Most studies have focused on regional housing investment growth, expansion trends, spatiotemporal characteristics, influencing factors, and their impact, but there has been a lack of in-depth integration with the cyclical patterns of housing investment ups and downs. Few studies have investigated housing investment resilience, and few have examined the impact mechanisms for different types of cities, making it difficult to illuminate the “black box” of urban housing investment. On the basis of previous research, in the present study, we combined the three elements of investment decisions with the theory of urban resilience systems, expanding the seven conditions affecting urban housing investment and constructing a theoretical research framework for urban housing investment resilience.

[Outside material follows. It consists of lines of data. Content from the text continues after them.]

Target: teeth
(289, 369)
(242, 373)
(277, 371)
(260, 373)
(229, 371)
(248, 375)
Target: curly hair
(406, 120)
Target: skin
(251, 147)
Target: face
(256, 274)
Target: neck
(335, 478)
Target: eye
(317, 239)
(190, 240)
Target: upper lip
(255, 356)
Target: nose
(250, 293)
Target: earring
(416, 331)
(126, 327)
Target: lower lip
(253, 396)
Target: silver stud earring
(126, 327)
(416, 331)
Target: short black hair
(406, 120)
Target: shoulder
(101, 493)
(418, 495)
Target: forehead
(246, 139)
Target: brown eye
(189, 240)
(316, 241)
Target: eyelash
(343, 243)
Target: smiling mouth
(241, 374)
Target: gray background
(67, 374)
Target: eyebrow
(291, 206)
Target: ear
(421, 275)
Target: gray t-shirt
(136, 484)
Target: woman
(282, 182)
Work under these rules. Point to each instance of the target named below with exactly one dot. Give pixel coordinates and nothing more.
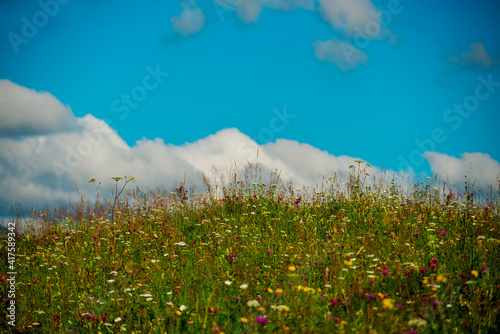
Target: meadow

On the other hand, this study extends the comparative study of groupings in explaining complex causal relationships through the “configuration perspective”, analyzing the reasons for differences in the driving paths of housing investment resilience between first-tier and non-first-tier cities to compensate for the shortcomings in the explanation of the influencing factors of housing investment under the weighting perspective. Analysis of the linkage effects of multiple factors reveals the complex causal relationships behind urban housing investment.

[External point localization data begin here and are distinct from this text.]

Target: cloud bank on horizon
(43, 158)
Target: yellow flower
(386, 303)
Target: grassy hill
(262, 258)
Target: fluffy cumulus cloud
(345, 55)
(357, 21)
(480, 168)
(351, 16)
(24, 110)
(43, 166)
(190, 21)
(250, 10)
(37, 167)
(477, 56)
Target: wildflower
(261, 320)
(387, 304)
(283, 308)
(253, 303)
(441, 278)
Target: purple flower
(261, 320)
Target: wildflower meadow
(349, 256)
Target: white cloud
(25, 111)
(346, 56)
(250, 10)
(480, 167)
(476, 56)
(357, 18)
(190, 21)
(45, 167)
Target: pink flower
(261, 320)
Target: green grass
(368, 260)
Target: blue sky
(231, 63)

The findings reported in this paper have the following policy implications. First, the evolution of urban housing investment resilience in the face of external shocks is cyclical in nature, going through a process of "slightly cold", "too cold", "slightly hot", and "too hot". Following the evolution of urban housing investment resilience requires advanced planning in the face of the unknown risks of external shocks. As demonstrated, good urban housing investment resilience is not just about being resilient in the face of shocks. It should be reflected in the continuous optimization of the internal structure and order of the housing investment resilience system before external shocks and the continuous improvement of the stability and resilience of the resilience system. Ultimately, this effectively promotes the sustainable and healthy development of urban housing investment markets.
Second, costs and returns are important factors influencing the development of urban housing investment resilience. Combined with the cyclical evolution pattern of housing investment resilience, costs and returns become the direction of early intervention and focused regulation within the investment resilience system. The relationship between the costs and returns of urban housing investment needs to be integrated and balanced with a focus on the linkage effect between the two. That is, there is not always a positive correlation between costs and returns, and a competing relationship between the two is always present. It is important to avoid an imbalance in the development of the costs of housing openness and the return on investment. To this end, a focus on adjusting the cost–benefit structure of the housing investment market is necessary to effectively enhance the resilience of urban housing investment.
Third, there are significant differences in the evolution of housing investment resilience in different types of cities. There are also differences in terms of the focus of attention on strengthening the resilience of urban housing investment in the future. Specifically, for high-grade cities with better development infrastructure, real estate policy is the core condition affecting the development of their resilience systems. This category of cities needs to focus on housing policy regulation to promote the stable and healthy development of land prices, house prices, and expectations through localized and multipronged approaches. However, for low-grade cities with poor development infrastructure, infrastructure development and labor markets are the core conditions for the development of resilient systems. Therefore, infrastructure development and an adequate labor job market are also important conditions for attracting capital investment.